This study evaluates differences in brain function and cognitive performance in adolescents with type 2 diabetes (T2D) compared to non diabetic controls (both obese and lean) and correlates these changes with obesity, insulin resistance, and glycemic control in youth with T2D.


Clinical Trial Description

This is a cross-sectional study examining neurocognitive function and brain activity in resting state and during working memory and executive function tasks using blood oxygen level dependent (BOLD) functional MRI (fMRI) during hyperinsulinemic euglycemic and hyperglycemic clamps in obese adolescents with T2D compared to non-diabetic obese and lean controls. The investigators will measure glycemic control (acute hyperglycemia during clamps and glycemic variability) and insulin resistance to examine their association with neurocognitive metrics and brain functional activity.

There will be one screening visit and three study visits for subjects with T2D. One visit will consist of neurocognitive testing and dual energy X-ray absorptiometry (DEXA) of the whole body to assess body composition including fat mass.
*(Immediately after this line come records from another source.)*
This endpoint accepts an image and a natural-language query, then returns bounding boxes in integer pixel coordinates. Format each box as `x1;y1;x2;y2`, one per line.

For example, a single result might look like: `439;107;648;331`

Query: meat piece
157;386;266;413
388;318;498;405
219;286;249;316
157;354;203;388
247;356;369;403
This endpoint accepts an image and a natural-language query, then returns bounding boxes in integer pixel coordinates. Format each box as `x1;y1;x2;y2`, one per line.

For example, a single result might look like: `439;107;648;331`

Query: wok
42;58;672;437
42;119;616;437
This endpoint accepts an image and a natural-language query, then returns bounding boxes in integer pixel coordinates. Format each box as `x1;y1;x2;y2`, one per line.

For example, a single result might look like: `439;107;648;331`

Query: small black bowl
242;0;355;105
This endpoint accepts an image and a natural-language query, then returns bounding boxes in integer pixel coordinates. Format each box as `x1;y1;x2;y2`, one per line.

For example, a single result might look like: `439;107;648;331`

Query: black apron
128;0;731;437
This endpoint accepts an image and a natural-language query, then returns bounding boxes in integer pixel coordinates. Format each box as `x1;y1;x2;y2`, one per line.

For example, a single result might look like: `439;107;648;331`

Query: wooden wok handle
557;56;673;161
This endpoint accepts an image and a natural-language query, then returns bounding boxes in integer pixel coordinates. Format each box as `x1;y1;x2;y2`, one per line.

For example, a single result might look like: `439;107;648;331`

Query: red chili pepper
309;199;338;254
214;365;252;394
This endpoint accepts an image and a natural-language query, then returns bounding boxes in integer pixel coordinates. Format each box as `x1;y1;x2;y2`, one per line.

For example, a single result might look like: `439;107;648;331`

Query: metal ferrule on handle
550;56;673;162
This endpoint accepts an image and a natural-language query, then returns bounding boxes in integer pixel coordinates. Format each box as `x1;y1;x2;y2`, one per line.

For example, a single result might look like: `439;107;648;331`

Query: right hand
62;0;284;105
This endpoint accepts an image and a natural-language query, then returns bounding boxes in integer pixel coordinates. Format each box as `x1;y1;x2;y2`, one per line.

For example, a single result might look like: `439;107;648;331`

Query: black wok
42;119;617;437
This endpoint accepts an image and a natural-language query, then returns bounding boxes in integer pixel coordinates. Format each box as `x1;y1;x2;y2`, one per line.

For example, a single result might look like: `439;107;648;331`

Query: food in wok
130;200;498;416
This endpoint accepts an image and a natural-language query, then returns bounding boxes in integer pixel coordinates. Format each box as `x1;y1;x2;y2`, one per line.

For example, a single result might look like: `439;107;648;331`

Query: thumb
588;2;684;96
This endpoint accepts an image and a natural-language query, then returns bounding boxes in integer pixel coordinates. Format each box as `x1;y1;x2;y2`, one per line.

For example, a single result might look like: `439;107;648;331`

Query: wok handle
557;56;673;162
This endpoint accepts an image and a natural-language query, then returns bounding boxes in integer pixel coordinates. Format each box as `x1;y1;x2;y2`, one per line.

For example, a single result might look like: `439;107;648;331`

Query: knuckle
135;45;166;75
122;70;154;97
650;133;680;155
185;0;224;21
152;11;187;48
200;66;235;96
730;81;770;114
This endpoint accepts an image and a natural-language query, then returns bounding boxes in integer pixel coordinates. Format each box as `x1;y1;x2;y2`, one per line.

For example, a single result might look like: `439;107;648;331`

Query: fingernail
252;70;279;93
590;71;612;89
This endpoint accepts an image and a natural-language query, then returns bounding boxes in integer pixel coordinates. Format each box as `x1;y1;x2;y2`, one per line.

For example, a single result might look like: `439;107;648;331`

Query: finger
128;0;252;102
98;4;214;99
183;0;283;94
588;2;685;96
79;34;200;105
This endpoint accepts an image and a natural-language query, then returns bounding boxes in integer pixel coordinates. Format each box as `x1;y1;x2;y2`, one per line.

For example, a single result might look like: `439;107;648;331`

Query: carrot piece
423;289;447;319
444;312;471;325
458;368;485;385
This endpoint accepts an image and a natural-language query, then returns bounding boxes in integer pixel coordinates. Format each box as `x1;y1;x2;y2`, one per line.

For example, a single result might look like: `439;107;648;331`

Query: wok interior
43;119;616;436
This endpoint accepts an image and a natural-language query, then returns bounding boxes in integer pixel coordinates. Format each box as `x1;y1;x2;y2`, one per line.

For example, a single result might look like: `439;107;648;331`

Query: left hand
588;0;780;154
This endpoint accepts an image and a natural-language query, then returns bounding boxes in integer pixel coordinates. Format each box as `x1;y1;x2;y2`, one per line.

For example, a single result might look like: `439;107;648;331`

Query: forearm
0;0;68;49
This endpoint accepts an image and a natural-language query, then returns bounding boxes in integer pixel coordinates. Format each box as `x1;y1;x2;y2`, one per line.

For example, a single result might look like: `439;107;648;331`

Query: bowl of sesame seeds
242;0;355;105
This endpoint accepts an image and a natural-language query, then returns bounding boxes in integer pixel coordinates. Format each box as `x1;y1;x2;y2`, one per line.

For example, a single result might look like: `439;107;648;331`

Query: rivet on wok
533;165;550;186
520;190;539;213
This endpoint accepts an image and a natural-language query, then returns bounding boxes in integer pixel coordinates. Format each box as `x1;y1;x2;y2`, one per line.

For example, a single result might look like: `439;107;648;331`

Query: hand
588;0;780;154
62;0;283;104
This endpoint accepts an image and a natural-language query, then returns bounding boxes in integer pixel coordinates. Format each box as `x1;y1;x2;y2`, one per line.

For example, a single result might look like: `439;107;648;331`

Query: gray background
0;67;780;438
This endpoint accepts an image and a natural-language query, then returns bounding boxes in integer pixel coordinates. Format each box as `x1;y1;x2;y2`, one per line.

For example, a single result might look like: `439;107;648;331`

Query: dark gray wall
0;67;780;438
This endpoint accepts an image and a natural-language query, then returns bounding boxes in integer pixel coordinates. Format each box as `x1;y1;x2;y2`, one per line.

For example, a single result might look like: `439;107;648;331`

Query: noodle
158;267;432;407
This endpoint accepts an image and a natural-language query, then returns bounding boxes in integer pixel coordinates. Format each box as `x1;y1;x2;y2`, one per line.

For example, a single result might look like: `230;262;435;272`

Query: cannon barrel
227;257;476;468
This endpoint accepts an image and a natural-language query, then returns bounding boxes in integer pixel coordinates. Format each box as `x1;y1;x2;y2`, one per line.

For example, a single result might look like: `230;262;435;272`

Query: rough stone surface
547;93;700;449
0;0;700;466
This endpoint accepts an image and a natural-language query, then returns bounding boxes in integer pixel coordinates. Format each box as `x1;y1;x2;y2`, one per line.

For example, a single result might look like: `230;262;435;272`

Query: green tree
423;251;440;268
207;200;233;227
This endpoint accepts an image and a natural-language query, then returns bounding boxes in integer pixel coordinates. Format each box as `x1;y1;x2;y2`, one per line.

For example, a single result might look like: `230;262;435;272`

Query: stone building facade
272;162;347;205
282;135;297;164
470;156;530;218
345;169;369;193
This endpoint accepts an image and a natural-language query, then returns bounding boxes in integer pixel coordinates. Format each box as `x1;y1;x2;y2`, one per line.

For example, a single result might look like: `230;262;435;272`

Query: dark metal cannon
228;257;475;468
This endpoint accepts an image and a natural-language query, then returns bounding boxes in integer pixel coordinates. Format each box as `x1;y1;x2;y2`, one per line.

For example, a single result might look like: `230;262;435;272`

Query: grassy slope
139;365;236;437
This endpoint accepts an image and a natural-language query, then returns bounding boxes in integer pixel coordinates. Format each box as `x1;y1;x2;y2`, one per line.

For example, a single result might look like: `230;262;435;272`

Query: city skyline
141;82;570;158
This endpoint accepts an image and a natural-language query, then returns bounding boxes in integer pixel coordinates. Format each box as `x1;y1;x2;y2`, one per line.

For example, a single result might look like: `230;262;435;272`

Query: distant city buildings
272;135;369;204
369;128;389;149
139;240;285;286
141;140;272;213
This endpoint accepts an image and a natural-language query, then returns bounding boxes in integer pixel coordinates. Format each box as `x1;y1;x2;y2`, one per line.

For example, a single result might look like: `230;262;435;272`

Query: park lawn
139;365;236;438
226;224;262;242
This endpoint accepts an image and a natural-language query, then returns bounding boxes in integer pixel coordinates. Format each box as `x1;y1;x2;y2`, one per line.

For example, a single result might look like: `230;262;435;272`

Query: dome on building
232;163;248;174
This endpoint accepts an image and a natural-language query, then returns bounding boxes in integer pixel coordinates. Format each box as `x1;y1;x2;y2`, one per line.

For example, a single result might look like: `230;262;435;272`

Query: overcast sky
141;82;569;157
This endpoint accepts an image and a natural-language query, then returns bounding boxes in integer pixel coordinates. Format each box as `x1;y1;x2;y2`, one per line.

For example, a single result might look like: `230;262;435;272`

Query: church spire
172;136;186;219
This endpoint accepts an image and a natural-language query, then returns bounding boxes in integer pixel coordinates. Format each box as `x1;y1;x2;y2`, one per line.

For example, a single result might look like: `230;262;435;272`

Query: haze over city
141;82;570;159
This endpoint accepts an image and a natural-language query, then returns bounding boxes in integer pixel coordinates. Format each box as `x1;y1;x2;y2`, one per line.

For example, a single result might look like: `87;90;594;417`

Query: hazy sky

In the other two visits, subjects with T2D will undergo normal and high glucose clamps during fMRI.

Obese and lean control subjects will have one screening visit and two study visits, one for neurocognitive testing and DEXA and another for fMRI without glucose clamps. All subjects will have a blood sample obtained at the screening visit.

Only adolescents with type 2 diabetes will wear a continuous glucose monitor (CGM) for 6 days prior to neuroimaging to determine glycemic variability. A1C will be assessed at baseline.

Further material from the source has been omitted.